Think of it like a zip file you might send over email. You compress the file before sending, the recipient unzips it on their end, and the contents are identical to what you started with. Gzip works the same way, except it happens automatically on every single page request, in milliseconds.

What Kinds of Files Does It Compress?

Gzip works best on text-based files:

  • HTML documents
  • CSS stylesheets
  • JavaScript files
  • XML and SVG files
  • JSON responses from APIs

It does not help much with images, PDFs, or video files because those are already compressed using their own formats. Trying to Gzip-compress a JPEG typically makes it slightly larger, so most servers are configured to skip binary files.

How Much of a Difference Does It Make?

The size reduction is significant. A typical uncompressed HTML page might be 80 KB. With Gzip, that same file is often 15 to 25 KB - a reduction of 60 to 80 percent. For a site with multiple CSS files, a large JavaScript bundle, and several pages loaded per session, this adds up to a meaningful improvement in load time, especially for visitors on mobile connections.

How to Enable Gzip in cPanel

If your hosting account runs on Apache (which is standard with cPanel hosting), you can enable Gzip by adding a few lines to your .htaccess file.

Step 1: Log in to cPanel and open the File Manager.

Step 2: Navigate to your website's root directory (usually public_html).

Step 3: Find the .htaccess file. If you do not see it, click Settings in the top right and enable "Show Hidden Files."

Step 4: Right-click the file and choose Edit. Before making any changes, download a copy as a backup.

Step 5: Add the following block to your .htaccess file:

<IfModule mod_deflate.c>
  AddOutputFilterByType DEFLATE text/html text/plain text/xml
  AddOutputFilterByType DEFLATE text/css text/javascript
  AddOutputFilterByType DEFLATE application/javascript application/x-javascript
  AddOutputFilterByType DEFLATE application/xml application/xhtml+xml
  AddOutputFilterByType DEFLATE image/svg+xml
</IfModule>

Save the file. Gzip is now active.

If you use WordPress with a caching plugin like WP Rocket or W3 Total Cache, those plugins often handle Gzip configuration automatically through their settings panels - no manual .htaccess editing required.

How to Verify Gzip Is Working

Once you have enabled it, you should confirm it is actually running. A few tools make this easy:

  • GTmetrix - Run a speed test and check the Waterfall tab. Look for a "Content-Encoding: gzip" response header on your HTML and CSS files.
  • Check Gzip (checkgzipcompression.com) - Enter your URL and it will tell you immediately whether Gzip is active and how much compression you are getting.
  • Browser DevTools - Open Chrome DevTools, go to the Network tab, reload your page, click any resource, and look for content-encoding: gzip in the response headers.

Brotli: The Modern Alternative

Brotli is a newer compression algorithm developed by Google that typically achieves 15 to 25 percent better compression than Gzip on the same files. It is supported by all modern browsers and is available on servers running newer versions of Apache or Nginx.

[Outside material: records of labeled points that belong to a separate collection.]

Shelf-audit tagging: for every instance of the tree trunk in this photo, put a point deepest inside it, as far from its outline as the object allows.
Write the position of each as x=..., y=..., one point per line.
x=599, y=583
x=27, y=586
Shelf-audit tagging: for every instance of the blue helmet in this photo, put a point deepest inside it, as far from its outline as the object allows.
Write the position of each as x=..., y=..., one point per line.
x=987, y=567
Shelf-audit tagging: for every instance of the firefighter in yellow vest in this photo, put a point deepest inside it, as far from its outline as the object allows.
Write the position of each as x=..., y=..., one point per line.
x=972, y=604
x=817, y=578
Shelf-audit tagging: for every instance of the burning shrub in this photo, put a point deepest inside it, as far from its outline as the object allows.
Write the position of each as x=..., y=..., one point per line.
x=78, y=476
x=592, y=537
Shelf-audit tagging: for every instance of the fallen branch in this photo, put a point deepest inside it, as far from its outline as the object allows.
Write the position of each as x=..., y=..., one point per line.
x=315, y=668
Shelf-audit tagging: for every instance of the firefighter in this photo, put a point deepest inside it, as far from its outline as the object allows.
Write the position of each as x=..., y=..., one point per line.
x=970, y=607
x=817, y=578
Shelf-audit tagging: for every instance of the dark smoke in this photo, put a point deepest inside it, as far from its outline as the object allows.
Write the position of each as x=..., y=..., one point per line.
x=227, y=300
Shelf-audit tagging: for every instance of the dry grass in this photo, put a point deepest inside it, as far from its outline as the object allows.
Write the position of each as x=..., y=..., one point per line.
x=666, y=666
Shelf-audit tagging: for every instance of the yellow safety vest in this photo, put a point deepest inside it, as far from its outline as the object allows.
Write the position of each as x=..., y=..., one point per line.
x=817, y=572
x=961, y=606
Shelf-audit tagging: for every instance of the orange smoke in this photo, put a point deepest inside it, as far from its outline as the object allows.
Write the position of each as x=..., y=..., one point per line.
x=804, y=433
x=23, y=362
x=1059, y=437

If your hosting environment supports Brotli, it is worth enabling. Many quality shared hosting providers, including dotCanada, support Brotli on their servers. When Brotli is available, browsers request it automatically using the Accept-Encoding: br header, and your server delivers the smaller Brotli-compressed file instead of the Gzip version.

You do not have to choose between them - you can enable both. The server will serve whichever format the browser supports, with Brotli taking priority when available.

A Simple Win Worth Taking

Gzip compression is one of those rare optimizations that is nearly universally beneficial, free to implement, and quick to set up. If your site is not currently compressing text files, enabling Gzip today is one of the highest-return things you can do for your page speed scores and your visitors' experience.